Talk to us about your project, AutoScan. What does it do? (00:57-1:53)

It has a few main components:

1.  Scanning boards – mounted under the bus to scan for potholes. It will detect and bound those potholes and biometrically analyze them using image-bustling algorithms

2.  Gizmo involvement port - It does pretty much all the processes that are onboard.  It geotypes the potholes while using the onboard GPS device, and then sends the volume GPS time and date data of the pothole off to a database where our website reads from it.

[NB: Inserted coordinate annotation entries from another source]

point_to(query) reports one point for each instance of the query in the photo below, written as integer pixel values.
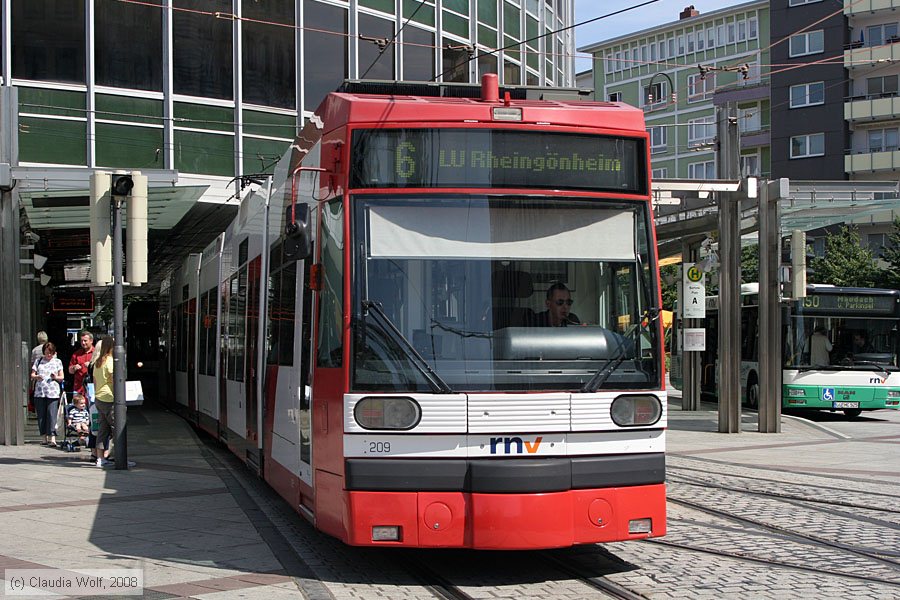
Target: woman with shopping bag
(47, 375)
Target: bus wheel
(753, 393)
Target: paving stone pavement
(200, 525)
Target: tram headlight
(635, 410)
(387, 412)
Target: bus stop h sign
(693, 285)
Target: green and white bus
(841, 349)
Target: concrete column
(12, 397)
(729, 274)
(770, 305)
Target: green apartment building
(680, 71)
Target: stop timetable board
(693, 295)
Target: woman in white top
(47, 373)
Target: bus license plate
(845, 405)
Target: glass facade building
(219, 87)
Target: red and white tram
(372, 332)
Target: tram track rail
(825, 506)
(890, 497)
(776, 563)
(788, 533)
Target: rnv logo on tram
(508, 442)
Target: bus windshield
(494, 293)
(831, 341)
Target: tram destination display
(467, 158)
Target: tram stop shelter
(688, 212)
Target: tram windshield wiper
(434, 380)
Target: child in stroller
(78, 423)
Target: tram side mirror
(297, 241)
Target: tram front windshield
(497, 293)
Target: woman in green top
(103, 396)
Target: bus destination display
(850, 303)
(495, 158)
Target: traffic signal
(101, 238)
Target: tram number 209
(379, 448)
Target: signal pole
(728, 167)
(121, 187)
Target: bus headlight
(635, 410)
(387, 412)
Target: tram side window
(282, 291)
(331, 296)
(182, 337)
(237, 321)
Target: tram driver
(559, 307)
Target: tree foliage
(846, 262)
(750, 264)
(891, 255)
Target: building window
(418, 55)
(749, 119)
(808, 94)
(128, 45)
(805, 146)
(700, 87)
(654, 94)
(878, 243)
(48, 40)
(881, 87)
(323, 76)
(657, 139)
(702, 170)
(269, 65)
(883, 140)
(701, 131)
(373, 63)
(455, 64)
(811, 42)
(750, 165)
(885, 33)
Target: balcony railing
(860, 7)
(872, 107)
(865, 160)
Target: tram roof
(367, 103)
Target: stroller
(74, 438)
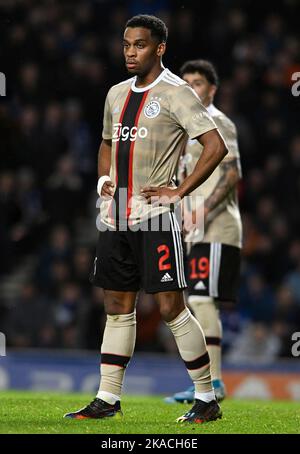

We have Google Maps embedded in our AutoScan website to plot all of the potholes and it also has the ability to schedule repair jobs for municipalities.


What other components do you have in your prototype? (2:04-3:38)     

Depth-sensing and camera  - main components for pothole-detection. It has an array of infrared LEDs and pulse that are really high frequency. It calculates the phase difference of the affected light into the lens to calculate depth data.

PCB – It powers the system with onboard battery


What are the biggest hurdles you guys had while building the product? (3:00-3:38)

Integration – you buy all components and you buy them specifically because you want them to do something specific and at the end of the day when you try to put them all together to make a working, singular device –things don’t like to talk to each other. We spent a lot of time just getting things to work with each other.

Keeping the device as cheap as possible – because as a student group, we only have a budget of a thousand dollars. We also think it’s important to keep it cheap so it’s easy to buy a lot and detect as many potholes as possible.


What grade are you guys in college? (3:40-3:45)

We all just graduated actually.


What’s the next step for AutoScan? (3:47-4:57)

We started as a student group and we didn’t know this will get as much attention as it already has. Right now, we’ve been focusing on the student stage, just developing the project. But we’ve received so much attention that we’re interested to bring it into development. We’ve talked to patent lawyers, start-up people involved in the business, and we even talked to GE RailRoad who is also interested in the technology for freight locomotives because they have so much track across the country and they have a really hard time finding broking railroad ties. They are interested in the technology to find those potholes as they travel across the country.

In the future, we’re looking just to develop technology and take it as far as we can.